Other projects
I actively work on many other Evolutionary Ecology projects associated to the Funk Lab at CSU, as well as some other "solo" projects that I've been developing. One of the most prominent ongoing projects is a multi-disciplinary NSF-funded project that attempts to understand the disease dynamics of the mountain lion, Puma concolor, studying varied aspects such as landscape genomics, viral/host co-evolution, and disease modeling! Four manuscripts resulting from this collaboration are currently under review, one has been accepted into Molecular Ecology, another has been published in BioRxiv, and more are in the works for submitting in the upcoming months/years!
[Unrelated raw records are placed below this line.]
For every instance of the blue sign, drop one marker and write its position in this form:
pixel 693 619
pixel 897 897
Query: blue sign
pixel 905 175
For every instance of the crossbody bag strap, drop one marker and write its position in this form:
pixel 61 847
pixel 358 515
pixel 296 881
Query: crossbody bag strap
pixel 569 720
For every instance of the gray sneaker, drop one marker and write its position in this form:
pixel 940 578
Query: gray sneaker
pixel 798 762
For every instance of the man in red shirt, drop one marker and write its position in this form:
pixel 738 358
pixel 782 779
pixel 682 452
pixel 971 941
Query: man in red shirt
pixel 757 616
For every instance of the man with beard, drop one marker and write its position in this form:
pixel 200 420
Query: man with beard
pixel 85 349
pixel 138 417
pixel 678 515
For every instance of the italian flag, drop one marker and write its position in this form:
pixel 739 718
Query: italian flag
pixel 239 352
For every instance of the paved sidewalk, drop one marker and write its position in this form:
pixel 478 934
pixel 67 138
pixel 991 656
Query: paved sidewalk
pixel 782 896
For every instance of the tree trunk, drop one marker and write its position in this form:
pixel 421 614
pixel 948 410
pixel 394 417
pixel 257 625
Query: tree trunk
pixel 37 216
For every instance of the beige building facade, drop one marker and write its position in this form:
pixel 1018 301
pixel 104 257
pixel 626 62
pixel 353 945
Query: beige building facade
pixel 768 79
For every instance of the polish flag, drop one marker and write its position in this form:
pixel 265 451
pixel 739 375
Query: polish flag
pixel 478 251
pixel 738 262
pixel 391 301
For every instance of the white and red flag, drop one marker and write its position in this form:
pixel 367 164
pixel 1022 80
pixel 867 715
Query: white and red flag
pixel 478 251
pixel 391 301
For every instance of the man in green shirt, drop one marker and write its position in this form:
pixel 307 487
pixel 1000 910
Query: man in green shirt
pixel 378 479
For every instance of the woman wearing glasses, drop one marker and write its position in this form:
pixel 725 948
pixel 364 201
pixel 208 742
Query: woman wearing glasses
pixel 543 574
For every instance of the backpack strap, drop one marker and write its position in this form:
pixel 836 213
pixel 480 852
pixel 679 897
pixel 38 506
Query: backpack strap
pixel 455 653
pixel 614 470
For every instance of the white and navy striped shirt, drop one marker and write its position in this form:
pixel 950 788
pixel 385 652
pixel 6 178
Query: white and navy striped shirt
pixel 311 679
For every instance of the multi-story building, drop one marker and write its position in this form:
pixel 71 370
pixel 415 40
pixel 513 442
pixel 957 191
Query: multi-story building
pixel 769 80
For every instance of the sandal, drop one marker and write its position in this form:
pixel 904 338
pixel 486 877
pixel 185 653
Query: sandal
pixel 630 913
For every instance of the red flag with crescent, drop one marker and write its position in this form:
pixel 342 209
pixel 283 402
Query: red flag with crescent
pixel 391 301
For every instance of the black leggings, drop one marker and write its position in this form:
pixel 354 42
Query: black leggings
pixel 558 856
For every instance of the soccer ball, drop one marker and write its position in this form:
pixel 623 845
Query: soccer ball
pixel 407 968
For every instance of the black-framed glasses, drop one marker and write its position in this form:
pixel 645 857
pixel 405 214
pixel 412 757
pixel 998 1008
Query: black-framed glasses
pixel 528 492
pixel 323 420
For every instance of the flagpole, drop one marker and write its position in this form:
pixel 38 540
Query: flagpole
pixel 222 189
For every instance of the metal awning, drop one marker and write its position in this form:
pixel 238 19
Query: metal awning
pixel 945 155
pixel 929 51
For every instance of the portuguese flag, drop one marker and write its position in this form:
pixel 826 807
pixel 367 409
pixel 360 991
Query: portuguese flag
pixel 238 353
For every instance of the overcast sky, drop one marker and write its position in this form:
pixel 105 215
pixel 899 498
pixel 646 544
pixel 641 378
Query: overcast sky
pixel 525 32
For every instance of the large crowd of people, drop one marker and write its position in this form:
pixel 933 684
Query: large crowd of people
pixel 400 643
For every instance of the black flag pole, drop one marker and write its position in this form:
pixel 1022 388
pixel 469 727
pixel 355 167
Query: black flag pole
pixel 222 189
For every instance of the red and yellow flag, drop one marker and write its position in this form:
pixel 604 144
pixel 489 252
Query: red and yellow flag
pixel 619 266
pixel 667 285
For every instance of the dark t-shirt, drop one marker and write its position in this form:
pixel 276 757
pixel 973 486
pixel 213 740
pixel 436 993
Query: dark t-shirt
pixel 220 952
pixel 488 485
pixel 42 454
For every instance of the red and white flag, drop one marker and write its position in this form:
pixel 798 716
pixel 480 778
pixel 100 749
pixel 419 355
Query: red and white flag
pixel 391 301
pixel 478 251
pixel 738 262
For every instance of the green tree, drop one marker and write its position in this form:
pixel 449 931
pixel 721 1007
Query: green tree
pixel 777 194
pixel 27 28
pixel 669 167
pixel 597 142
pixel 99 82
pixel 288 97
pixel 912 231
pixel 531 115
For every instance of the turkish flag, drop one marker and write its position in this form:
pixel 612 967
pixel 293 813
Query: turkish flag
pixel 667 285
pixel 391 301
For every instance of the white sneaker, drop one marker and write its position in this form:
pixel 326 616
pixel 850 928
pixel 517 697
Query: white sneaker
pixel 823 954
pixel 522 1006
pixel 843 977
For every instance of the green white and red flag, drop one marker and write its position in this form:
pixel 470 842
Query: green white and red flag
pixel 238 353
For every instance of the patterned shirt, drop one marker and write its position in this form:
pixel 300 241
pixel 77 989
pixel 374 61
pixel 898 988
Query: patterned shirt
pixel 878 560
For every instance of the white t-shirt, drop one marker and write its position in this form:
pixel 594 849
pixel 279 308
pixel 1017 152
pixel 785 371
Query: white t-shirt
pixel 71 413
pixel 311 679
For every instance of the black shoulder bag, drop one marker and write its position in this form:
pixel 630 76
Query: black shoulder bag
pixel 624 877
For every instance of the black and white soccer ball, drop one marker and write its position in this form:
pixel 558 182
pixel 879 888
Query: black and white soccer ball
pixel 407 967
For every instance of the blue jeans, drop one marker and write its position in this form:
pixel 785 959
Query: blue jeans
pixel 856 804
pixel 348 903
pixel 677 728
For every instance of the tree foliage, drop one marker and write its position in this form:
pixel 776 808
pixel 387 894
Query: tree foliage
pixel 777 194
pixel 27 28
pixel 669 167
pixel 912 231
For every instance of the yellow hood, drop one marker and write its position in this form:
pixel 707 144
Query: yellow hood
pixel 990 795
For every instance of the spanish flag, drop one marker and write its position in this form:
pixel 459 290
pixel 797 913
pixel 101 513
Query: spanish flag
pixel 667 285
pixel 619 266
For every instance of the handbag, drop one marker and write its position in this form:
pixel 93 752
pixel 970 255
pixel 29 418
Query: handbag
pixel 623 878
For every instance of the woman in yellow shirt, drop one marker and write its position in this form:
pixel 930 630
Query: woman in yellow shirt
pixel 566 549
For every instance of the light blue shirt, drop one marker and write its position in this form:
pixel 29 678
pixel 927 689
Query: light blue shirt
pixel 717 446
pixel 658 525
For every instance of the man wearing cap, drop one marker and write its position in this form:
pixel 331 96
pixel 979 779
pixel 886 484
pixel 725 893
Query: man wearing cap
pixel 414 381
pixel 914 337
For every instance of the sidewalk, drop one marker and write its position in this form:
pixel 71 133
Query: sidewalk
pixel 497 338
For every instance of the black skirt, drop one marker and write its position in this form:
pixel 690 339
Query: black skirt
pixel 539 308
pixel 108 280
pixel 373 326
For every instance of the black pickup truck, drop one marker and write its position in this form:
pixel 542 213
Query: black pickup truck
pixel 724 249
I have also worked on a research project studying gender representation in Ecology, both within and outside Latin America, which was recently published in PLoS ONE! This work was done in collaboration with two former Colorado State University postdocs, and a collaborator from Quito, Ecuador. As a result of this collaboration, we also organized a symposium in Women in Herpetology - as part of the XI Latin American Congress of Herpetology held in Quito, August 2017 - and we plan to continue working on other similar ptojects to this, in order to help contribute to our understanding of the complexities of privilege, diversity, and inclusion in academia.
I have also become a self-taught bioinformatician in recent years, as a by-product of working on genomics data, and aside from the many informal workshops and training I've held at various institutions (Universidad de Los Andes Bogotá, Colorado State University, Pontificia Universidad Católica del Ecuador) I have also co-taught together with Dr. RD Tarvin a formal six-day workshop on intro bioinformatics and RADseq (as part of the South American Congress of Herpetology), and another one-day workshop titled: Genomics of Biodiversity: A Crash Course on How and Why (as part of the International Biogeography Conference).